Trower's place of business was one of the most complete of its kind in the country. On the first floor were his offices, dining-room, delivery department and ice cream plant, which was run by electricity. On the second floor was a reception-room and a dining hall, which seated 150 guests, and the baking department. On the third floor were the storeroom and laundry. In the basement were china closets and storage-rooms. In his office he employed five clerks, all of whom were young African American men and women. The culinary, ice cream, baking, and delivery service departments employed 20 people. A large element of Trower's success must be attributed to the fact that he constantly sought to improve and extend his business. His trade was not limited to Germantown and Philadelphia, but extended throughout the state. On several occasions he served large orders in the South and West. At the time when John Wanamaker, of Philadelphia, was Postmaster General, Trower served him as caterer in a reception which was at that time one of the most elaborate that had ever been given in Washington, D.C.
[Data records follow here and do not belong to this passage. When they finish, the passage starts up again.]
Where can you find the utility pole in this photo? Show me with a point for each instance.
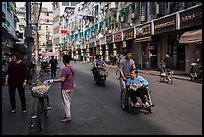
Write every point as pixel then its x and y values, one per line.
pixel 37 16
pixel 28 33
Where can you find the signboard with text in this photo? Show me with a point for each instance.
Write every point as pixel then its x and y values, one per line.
pixel 109 39
pixel 143 31
pixel 192 17
pixel 165 24
pixel 128 34
pixel 117 37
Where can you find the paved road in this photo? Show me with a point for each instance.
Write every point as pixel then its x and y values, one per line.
pixel 97 111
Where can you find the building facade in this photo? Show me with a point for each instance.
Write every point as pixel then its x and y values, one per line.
pixel 9 19
pixel 59 21
pixel 45 30
pixel 148 29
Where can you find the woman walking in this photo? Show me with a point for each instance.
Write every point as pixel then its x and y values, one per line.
pixel 17 77
pixel 67 85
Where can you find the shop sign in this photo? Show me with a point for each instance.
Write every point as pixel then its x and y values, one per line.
pixel 109 39
pixel 165 24
pixel 97 42
pixel 102 41
pixel 92 44
pixel 192 17
pixel 4 7
pixel 143 31
pixel 117 37
pixel 128 34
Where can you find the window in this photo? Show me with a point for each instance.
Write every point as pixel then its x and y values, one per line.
pixel 20 35
pixel 21 27
pixel 65 3
pixel 73 3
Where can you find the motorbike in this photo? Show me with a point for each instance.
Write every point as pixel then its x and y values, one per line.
pixel 127 104
pixel 100 75
pixel 195 75
pixel 165 74
pixel 3 75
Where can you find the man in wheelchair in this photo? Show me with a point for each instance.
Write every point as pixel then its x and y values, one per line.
pixel 136 87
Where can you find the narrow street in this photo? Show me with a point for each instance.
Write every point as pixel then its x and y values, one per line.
pixel 97 111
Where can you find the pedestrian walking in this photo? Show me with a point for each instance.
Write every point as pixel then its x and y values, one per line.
pixel 17 77
pixel 126 64
pixel 67 85
pixel 54 64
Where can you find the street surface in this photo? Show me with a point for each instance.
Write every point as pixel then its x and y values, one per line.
pixel 96 110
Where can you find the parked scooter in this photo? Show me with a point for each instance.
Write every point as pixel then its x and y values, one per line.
pixel 100 75
pixel 165 74
pixel 196 74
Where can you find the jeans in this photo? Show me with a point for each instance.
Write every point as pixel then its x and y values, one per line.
pixel 140 92
pixel 21 93
pixel 66 101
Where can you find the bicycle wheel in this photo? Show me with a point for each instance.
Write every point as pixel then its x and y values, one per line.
pixel 41 113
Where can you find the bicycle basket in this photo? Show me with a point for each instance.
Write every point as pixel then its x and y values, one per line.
pixel 40 91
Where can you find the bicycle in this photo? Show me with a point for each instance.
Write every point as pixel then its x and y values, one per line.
pixel 40 91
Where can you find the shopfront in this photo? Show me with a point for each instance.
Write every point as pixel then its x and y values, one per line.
pixel 92 50
pixel 166 39
pixel 109 49
pixel 148 56
pixel 97 47
pixel 102 48
pixel 191 34
pixel 117 39
pixel 128 37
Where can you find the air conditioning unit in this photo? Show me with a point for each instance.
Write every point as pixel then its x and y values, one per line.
pixel 142 18
pixel 112 6
pixel 122 19
pixel 133 15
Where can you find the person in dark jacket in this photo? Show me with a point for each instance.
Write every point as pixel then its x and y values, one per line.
pixel 17 77
pixel 53 63
pixel 169 62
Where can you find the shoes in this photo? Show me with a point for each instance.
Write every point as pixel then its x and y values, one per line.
pixel 137 104
pixel 147 104
pixel 13 111
pixel 23 112
pixel 66 119
pixel 48 108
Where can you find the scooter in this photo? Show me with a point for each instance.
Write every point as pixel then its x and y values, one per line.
pixel 165 74
pixel 127 104
pixel 100 75
pixel 195 75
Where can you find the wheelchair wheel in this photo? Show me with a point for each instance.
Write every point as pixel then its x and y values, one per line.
pixel 124 100
pixel 149 109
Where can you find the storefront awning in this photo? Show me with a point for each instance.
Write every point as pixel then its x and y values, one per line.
pixel 193 36
pixel 144 39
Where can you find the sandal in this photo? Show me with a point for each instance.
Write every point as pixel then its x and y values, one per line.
pixel 147 104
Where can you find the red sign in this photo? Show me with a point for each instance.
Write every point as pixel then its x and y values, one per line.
pixel 117 37
pixel 64 31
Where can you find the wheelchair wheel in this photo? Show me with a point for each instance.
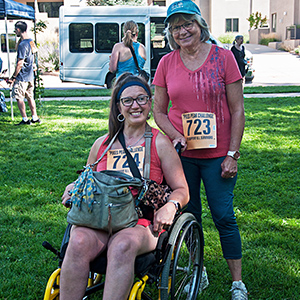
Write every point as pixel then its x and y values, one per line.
pixel 52 288
pixel 181 275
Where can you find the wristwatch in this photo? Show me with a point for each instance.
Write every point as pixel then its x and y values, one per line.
pixel 176 203
pixel 234 154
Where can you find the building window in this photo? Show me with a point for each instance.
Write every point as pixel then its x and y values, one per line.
pixel 81 37
pixel 232 25
pixel 274 18
pixel 51 8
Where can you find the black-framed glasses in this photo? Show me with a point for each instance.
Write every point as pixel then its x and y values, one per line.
pixel 140 100
pixel 187 26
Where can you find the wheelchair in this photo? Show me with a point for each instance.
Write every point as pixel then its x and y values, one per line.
pixel 173 270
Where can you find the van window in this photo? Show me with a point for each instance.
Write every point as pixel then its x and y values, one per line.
pixel 107 34
pixel 81 37
pixel 11 43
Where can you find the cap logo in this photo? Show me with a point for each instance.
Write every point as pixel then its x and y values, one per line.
pixel 177 5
In addition to his caterer's trade he did a lucrative real estate business. He owned considerable property both in Germantown and Ocean City, New Jersey, where he had his summer residence.

==Personal life==
Outside of his business, Trower was a member of the well known Cherry Street Baptist Church. He was a member of the board of deacons, and of the board of trustees, and superintendent of the Sunday school. The National Baptist Convention made him the National Baptist Superintendent of the World. He was the President of the Sunday School Convention of Pennsylvania, a position he held for many years. Trower contributed greatly to the building up of a number of Baptist churches of his city and state. His advice was frequently sought in matters of finance and church policy in the Baptist denomination. He was president of the Cherry Building and Loan Society, treasurer of the Reliable Mutual Aid and Improvement Company, and treasurer of the Reliable Business Men's Building. He was a member of the board of trustees for the Home for Aged and Infirm Colored People, and member of the board of trustees for the Olive Cemetery. As president of the Pennsylvania Sunday School Convention, it was he who suggested the necessity of the establishment of an Industrial and Theological School in Pennsylvania. He purchased a farm in Downingtown, Pennsylvania, and held it in trust until the Baptists of the state were enabled to assume the responsibility of the purchase. Trower was also very active in charitable work.

Trower's wife was Miss Matilda Daniels, of Haymarket, Virginia. Matilda Trower took an active part in the business as well as rearing a family of six children.

==Death==
Trower died in Philadelphia on April 4, 1911, at the age of 61. His reputed wealth of approximately $1 million placed him among the richest African Americans in Pennsylvania and possibly the United States.